The application of light weight alloys for vehicle bodies such as aluminum alloys and composite materials are rapidly advancing to support the construction of multi-material vehicle bodies. These materials play a crucial role in reducing overall vehicle weight, enhancing fuel efficiency, and complying with increasingly strict environmental regulations. As the automotive industry continues to evolve toward electrification and sustainability, the integration of lightweight and high-performance materials has become a key design strategy.
However, the use of multiple materials introduces new challenges in manufacturing, particularly in joining technologies. Since different materials have varying mechanical properties, thermal behaviors, and surface characteristics, selecting appropriate joining methods is essential to ensure structural integrity and durability. Depending on the material types, thicknesses, production processes, and cost constraints, various joining techniques—such as mechanical fastening, welding, and adhesive bonding—are selectively applied.
This study focuses on fatigue life prediction for point-based joints commonly used in automotive structures, including Flow Drilling Screws (FDS), blind rivets, and blind nuts. Fatigue fractures in these joints typically propagate in multiple directions: through the sheet thickness and along the in-plane direction. Accurate fatigue life prediction requires numerical simulations that account for both crack propagation paths and their interaction with joint geometry and loading conditions.

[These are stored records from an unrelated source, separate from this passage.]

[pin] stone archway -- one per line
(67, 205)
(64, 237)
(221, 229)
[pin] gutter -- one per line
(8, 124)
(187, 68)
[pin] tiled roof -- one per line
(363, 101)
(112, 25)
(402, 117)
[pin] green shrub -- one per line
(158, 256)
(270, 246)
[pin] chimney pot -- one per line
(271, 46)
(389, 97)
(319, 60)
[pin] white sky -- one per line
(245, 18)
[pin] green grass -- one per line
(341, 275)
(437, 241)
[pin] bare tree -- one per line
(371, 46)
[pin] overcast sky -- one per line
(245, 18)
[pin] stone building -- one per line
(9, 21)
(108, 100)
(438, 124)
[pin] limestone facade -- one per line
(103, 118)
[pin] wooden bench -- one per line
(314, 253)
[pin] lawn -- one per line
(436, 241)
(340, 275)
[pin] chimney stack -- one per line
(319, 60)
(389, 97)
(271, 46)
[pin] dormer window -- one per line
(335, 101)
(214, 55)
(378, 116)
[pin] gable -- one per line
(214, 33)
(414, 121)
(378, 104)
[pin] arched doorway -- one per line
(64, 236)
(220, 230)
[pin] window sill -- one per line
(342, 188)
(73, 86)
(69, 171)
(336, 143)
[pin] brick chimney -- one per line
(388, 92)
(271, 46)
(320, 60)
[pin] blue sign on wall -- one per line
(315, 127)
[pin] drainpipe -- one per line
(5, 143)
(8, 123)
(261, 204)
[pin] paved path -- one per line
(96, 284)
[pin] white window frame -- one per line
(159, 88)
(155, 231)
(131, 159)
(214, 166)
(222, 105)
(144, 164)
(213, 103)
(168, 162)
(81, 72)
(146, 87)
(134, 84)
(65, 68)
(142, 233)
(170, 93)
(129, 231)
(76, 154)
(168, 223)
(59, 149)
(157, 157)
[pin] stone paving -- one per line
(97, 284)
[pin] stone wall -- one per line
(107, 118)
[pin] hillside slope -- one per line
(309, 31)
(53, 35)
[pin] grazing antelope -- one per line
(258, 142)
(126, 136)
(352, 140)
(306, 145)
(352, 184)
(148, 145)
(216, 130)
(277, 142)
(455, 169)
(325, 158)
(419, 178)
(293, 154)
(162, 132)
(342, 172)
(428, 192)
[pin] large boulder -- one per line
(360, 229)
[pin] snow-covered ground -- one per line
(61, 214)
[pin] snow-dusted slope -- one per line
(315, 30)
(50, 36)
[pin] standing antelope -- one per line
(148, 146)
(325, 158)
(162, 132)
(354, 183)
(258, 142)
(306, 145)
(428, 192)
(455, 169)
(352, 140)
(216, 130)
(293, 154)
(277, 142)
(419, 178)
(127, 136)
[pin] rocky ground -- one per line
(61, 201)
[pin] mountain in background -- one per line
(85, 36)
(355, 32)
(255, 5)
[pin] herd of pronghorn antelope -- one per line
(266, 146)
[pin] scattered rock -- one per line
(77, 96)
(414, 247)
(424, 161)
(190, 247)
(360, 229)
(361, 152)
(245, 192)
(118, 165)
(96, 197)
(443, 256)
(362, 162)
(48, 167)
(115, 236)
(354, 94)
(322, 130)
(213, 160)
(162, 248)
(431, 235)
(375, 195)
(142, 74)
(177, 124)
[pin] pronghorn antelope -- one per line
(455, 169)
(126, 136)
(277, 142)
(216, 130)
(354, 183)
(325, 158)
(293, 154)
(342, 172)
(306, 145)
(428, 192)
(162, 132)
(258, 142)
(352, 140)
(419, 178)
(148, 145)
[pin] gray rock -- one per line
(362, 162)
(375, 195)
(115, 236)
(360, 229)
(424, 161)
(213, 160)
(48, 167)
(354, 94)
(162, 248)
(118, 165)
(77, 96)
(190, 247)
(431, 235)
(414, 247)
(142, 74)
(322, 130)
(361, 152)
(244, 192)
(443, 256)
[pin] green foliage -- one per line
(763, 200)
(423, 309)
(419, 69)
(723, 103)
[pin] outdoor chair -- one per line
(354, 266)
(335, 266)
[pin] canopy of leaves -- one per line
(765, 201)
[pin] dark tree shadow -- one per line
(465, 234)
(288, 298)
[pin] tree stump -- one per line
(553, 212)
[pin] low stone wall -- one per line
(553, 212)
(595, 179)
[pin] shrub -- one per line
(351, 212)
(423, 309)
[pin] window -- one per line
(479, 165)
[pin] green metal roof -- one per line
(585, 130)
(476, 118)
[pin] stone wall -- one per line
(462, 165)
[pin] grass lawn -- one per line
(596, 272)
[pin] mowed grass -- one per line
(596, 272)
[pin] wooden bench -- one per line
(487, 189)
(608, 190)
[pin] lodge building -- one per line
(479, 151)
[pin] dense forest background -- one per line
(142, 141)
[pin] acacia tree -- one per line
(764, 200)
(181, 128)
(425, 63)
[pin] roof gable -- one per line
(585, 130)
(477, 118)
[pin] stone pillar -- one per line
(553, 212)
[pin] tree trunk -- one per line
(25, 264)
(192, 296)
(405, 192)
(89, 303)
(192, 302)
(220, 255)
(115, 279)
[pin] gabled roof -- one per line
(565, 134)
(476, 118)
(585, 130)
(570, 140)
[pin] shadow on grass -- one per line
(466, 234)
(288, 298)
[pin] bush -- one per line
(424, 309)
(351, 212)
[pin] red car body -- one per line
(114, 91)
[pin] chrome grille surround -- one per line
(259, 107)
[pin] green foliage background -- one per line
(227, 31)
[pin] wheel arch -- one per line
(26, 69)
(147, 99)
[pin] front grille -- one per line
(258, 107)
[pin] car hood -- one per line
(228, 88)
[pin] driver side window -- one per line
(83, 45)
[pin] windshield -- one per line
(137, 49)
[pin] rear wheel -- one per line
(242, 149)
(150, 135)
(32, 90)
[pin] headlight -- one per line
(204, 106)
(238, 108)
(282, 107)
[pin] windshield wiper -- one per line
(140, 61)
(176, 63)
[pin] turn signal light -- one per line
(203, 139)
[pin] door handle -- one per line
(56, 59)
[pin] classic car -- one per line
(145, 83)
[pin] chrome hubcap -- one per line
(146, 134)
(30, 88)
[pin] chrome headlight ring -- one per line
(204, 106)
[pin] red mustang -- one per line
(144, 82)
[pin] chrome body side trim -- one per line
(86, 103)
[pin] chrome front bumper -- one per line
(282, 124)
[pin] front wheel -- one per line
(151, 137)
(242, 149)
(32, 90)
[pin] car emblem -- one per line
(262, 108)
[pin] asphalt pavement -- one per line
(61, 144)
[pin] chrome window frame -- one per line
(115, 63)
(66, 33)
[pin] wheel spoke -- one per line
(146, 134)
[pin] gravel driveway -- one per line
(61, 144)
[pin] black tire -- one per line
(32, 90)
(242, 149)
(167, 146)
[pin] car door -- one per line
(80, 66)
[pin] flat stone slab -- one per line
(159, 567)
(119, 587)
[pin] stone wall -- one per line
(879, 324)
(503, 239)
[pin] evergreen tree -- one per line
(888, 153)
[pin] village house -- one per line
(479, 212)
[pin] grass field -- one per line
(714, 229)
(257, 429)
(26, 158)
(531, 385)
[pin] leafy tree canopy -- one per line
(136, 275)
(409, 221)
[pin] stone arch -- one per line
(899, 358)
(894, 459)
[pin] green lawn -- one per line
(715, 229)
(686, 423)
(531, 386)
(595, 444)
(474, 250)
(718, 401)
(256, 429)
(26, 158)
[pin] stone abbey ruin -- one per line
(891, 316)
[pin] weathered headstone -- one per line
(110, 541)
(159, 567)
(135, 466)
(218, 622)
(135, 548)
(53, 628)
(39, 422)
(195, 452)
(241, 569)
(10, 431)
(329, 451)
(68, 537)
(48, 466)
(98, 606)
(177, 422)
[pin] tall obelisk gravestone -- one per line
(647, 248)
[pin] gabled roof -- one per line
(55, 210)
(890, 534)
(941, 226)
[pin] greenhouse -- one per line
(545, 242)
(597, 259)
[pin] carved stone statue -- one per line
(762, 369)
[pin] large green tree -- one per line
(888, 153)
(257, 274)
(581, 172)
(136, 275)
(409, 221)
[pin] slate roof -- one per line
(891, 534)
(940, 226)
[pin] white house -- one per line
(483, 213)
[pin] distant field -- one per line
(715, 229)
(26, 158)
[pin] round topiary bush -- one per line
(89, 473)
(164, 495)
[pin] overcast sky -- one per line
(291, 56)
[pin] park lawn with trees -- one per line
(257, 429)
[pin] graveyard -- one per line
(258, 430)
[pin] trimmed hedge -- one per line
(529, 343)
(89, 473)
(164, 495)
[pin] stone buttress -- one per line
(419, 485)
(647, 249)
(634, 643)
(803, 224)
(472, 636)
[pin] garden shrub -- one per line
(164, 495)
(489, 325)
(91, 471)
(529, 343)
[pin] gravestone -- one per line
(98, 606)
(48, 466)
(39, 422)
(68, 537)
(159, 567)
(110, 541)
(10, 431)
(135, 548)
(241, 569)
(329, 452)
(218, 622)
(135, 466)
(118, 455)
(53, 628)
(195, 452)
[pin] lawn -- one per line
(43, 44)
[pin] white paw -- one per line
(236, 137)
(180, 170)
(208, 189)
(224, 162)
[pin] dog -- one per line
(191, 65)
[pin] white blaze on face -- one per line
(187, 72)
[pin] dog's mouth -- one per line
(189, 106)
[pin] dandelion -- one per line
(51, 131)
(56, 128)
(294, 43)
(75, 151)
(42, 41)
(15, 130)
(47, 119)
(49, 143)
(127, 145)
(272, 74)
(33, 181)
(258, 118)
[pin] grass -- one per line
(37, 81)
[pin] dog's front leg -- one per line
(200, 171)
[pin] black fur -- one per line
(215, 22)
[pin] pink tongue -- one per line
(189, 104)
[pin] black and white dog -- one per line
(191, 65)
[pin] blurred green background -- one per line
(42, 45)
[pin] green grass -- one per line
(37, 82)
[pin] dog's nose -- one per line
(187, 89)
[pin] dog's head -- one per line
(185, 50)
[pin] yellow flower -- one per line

Traditional fatigue models often assume a single fracture mode, limiting their ability to evaluate multiple failure mechanisms simultaneously. To address this issue, this study proposes a simplified modeling approach that enables the simultaneous consideration of multiple fracture modes. A numerical analysis-based method is introduced to predict the fatigue strength of point joints, and fatigue tests are conducted to validate the proposed approach. This research contributes to the development of more reliable and efficient design strategies for multi-material automotive structures.